Identifying Beta Cell Dysfunction with Sensitive and Specific Proinsulin Chemiluminescent Assays
Studies have shown that deterioration of pancreatic beta cell function may be assessed by the measurement of proinsulin, the precursor of insulin and C-peptide. Research has shown proinsulin to be an important biomarker for secretory beta cell dysfunction, an indirect predictor of insulin resistance, and an independent cardiovascular risk factor due to inefficiencies of proinsulin processing affiliated with demands on the beta cell. However, the ability to distinguish between intact, total and the partially processed proinsulin species has been difficult to research.

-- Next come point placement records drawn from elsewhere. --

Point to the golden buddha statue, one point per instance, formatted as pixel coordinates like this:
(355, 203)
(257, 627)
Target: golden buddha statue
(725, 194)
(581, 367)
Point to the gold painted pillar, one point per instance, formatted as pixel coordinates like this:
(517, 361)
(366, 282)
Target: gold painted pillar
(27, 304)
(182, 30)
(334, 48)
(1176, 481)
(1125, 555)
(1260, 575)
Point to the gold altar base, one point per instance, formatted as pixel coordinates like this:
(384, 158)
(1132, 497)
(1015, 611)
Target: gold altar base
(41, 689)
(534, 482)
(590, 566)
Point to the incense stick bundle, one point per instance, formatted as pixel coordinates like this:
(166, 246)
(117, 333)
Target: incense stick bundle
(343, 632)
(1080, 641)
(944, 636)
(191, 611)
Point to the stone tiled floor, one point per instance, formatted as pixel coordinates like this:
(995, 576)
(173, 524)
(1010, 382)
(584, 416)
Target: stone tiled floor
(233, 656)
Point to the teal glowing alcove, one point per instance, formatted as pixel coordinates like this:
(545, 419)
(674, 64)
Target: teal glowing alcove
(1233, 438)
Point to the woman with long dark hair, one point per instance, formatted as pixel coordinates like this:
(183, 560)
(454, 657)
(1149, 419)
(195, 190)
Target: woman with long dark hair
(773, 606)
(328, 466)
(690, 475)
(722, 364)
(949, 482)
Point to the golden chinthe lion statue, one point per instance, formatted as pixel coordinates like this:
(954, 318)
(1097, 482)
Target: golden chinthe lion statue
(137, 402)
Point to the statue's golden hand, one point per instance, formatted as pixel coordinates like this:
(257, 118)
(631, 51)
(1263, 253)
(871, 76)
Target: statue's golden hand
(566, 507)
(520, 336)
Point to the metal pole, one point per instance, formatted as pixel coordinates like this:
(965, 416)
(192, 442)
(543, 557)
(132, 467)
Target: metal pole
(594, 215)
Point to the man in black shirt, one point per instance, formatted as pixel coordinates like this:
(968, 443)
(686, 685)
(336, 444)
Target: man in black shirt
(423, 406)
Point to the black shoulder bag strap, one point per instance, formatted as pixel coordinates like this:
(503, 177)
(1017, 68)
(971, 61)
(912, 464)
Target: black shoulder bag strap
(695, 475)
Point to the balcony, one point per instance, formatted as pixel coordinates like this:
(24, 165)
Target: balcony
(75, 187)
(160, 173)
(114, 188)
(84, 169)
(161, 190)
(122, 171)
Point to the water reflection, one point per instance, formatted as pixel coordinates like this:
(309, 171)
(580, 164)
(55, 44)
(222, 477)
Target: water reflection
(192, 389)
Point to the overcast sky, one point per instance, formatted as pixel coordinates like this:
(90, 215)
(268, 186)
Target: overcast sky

In order to address this issue, ALPCO developed the STELLUX® Total Proinsulin ELISA and the STELLUX® Intact Proinsulin ELISA for the quantitative determination of total and intact proinsulin in human serum, plasma, and tissue culture supernatants (TC Sups) over a dynamic range of 5-3,000 pg/mL and superior sensitivities. These assays are FDA Class I Devices for In Vitro Diagnostic Use. They have been calibrated to the WHO Proinsulin 1st International Standard 09/296.
These assays have negligible cross-reactivity to human insulin (0.17% and <0.6%) and C-peptide (0% and <0.1%), and 100% cross-reactivity to intact proinsulin. The assays differ in cross-reactivity to Des (31,32) proinsulin, with 0.73% and 100% for the intact and total proinsulin assays, respectively.